# Instructions for 1960s diecast Batmobile?



## Tom Servo (Sep 23, 2003)

Hi everyone! I am new to the forum but not to modeling. In fact, I have had more time recently to work through some of my backlog. 

However, I can't find the instructions to my 1960s Johnny Lightning 1:24 diecast Batmobile. I think they are practically the same as the instructions for the all-styrene Batmobile, so those may be helpful as well. I saw a partial scan on Starship Modeler (in a review -- their instructions library is still offline) but it's not the whole sheet and it's kind of small as well.

I posted this request yesterday in the Die-Cast forum, but then thought this might be a better venue.

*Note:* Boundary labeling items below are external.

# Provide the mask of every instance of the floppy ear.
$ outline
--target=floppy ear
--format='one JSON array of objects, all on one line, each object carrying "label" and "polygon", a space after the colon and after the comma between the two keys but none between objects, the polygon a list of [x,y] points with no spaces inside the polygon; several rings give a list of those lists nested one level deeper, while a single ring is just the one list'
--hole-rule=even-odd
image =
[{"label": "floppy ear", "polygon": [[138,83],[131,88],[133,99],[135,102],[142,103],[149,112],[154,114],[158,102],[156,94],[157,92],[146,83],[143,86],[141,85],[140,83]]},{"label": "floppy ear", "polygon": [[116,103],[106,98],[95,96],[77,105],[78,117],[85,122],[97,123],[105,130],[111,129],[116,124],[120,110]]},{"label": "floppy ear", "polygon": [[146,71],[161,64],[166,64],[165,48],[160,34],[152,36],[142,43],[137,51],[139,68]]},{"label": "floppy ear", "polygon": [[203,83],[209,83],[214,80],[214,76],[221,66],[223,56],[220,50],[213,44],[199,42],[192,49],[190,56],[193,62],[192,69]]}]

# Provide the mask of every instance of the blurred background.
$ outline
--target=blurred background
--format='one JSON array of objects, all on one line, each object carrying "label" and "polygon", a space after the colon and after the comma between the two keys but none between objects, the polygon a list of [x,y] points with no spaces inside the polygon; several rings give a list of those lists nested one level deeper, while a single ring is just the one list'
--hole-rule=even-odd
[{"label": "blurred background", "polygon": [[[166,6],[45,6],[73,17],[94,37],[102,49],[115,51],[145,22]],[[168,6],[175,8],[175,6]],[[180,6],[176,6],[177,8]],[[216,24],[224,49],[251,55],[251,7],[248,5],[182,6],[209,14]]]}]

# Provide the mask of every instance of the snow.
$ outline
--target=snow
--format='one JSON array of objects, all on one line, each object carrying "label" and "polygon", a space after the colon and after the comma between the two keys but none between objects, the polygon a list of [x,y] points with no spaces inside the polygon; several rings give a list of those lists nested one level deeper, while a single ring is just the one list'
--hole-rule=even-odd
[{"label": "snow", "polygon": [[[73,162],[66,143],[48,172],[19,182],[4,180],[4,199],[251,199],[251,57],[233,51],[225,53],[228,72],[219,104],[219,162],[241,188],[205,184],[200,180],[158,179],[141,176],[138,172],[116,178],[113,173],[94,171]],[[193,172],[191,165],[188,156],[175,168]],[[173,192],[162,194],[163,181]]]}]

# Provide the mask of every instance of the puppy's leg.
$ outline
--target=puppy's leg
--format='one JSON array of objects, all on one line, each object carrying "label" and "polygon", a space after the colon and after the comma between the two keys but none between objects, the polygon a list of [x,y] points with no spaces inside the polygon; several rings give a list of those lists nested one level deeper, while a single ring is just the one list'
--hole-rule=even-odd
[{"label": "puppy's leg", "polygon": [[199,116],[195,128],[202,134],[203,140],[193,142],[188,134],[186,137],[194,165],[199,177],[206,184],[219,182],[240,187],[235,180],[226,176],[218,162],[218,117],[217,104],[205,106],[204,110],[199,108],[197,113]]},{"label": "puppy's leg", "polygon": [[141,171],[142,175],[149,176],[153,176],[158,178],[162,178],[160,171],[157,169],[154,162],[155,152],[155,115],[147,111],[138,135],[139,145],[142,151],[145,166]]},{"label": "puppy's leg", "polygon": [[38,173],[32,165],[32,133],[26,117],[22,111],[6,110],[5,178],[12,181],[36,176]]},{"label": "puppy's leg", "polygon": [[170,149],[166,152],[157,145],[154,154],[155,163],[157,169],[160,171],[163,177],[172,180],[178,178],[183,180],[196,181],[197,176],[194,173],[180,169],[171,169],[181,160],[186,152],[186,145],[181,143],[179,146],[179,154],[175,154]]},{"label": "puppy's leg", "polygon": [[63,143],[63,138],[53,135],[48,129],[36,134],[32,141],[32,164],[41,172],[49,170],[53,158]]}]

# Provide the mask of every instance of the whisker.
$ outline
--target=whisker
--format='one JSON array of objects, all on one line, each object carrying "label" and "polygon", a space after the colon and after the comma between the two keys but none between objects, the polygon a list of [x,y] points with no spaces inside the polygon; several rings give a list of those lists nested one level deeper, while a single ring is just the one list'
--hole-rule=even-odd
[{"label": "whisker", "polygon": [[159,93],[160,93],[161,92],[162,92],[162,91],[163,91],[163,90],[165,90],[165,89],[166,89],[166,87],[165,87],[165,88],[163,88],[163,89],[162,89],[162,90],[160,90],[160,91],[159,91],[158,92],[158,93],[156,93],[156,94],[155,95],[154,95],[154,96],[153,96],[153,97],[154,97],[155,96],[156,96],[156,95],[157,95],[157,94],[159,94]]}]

Thanks in advance! I used to post (about 10 years ago) on the TrekBBS and although I spent a lot of time in Science Fiction & Fantasy, I used to lurk in the TrekArt forum -- any old TrekBBSers around here?


----------



## vypurr59 (Sep 25, 2011)

You could try here
http://public.fotki.com/drasticplasticsmcc/


----------



## Tom Servo (Sep 23, 2003)

Thanks! I didn't find what I needed, but that looks like a good resource.


----------



## vypurr59 (Sep 25, 2011)

Sorry you didn't find it, but Yes it is a good resource. You may want to post a message on their site. Maybe some one has it and can put it up there.


----------



## rlyoung1 (Nov 4, 1999)

I have the instructions you need. I'll try to remember to grab them when I go to my storage unit later this week.


----------